Все детали мы достраиваем сами, потому что реальных, предметных примет у пансионата немного: «мушиный мех» между рамами, «заплаканные душевые», сосны в окне. Всё это – редкие штрихи, и сами по себе они не отсылают нас к конкретному месту со своими особенностями. «Лод-ка, буд-ка, столовка, раздевалка, булка» – только образы, которые мы пытаемся вспомнить, но безуспешно:
и все выходит невпопад
Ни звуков, ни цветов, ни осязаемых форм (за исключением оконной рамы, которая будто единственный выход отсюда) внутри этого места нет – ощущение вакуума. Пансионат – сосуд, в который каждый может вложить собственное прошлое. Это может быть беззаботное детство, о котором мы так тоскуем. Или история любви, отпустить которую не получается.
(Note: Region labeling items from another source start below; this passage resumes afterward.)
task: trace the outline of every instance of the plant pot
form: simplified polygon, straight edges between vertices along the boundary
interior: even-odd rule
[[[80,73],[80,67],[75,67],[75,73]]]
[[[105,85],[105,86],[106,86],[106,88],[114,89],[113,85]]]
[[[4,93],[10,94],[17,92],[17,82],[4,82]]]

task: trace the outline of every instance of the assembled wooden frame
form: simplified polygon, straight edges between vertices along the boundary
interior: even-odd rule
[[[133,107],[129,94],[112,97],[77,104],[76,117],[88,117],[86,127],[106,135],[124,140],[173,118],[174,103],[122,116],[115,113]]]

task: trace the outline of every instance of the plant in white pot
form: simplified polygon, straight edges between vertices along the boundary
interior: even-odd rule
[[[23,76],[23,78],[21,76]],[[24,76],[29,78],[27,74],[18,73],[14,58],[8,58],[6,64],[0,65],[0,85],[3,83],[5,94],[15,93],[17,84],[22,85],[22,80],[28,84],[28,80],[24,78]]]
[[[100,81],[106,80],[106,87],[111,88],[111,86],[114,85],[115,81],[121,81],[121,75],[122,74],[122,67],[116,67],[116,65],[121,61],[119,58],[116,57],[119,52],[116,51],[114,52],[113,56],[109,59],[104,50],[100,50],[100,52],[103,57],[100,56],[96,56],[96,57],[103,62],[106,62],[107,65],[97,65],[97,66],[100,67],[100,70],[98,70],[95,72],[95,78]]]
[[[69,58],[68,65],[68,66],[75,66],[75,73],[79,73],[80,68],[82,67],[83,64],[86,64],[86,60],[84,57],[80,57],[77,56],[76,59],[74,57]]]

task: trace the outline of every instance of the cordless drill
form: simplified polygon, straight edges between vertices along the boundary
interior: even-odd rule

Этот пансионат – наш. Наша жизнь, наша тюрьма, наш круг воспоминания, из которого не получается вырваться. «Мы» здесь живём бесконечно долго,
как будто
мы умерли сто лет назад
Находясь в эфемерном пространстве прошлого, мы утратили связь с настоящим, с движением времени. Мы – внутри фантома, где не удается разобраться в происходящем, подобрать слова – назвать предметы своими именами, наконец нащупать связь, которая ускользает снова и снова:
И слов уже не угадать,
и смыслы их недостижимы.
Сохранилась ли еще у героев способность чувствовать и каковы эти чувства – неясно. «Мы» и сами будто фантомы, призраки, блуждающие по пансионату:
и мы торчим ни в тех ни в сех,
застрявшие между мирами.
Между какими мирами? Между жизнью настоящей и увязанием в собственном прошлом. Всё это похоже на бесконечный дождливый сон без начала и конца. А ведь были прекрасные времена: любовь, радость, «сплошная благодать». Но что осталось от этой благодати?
колышется мушиный мех
в закрытой раме кверх ногами
Выцветшее воспоминание, пыль, «мушиный мех», застрявший в паутине. И эти «мы», кажется, тоже вплетены в липкую сеть своих воспоминаний. Так память захватывает человека, запирает его в прошлом, отнимает у него саму жизнь. И только подойдя к окну, минуя «заплаканные душевые», можно увидеть другое:
в окнах сосны вековые
стоят
и дышат, как живые.
Сосны – это, пожалуй, единственное напоминание о реальности, ворвавшееся в стихотворение, и только они здесь дышат. В отличие от «нас», живущих так, «будто умерли». И всё же есть неопределенность: «дышат, как живые». Это «как» похоже на расфокусированное зрение, когда нельзя однозначно сказать, что именно видишь; и оно возвращает нас к главным героям. Ведь мы просто забыли, что значит быть живыми, в этом тяжелом и беспробудном сне.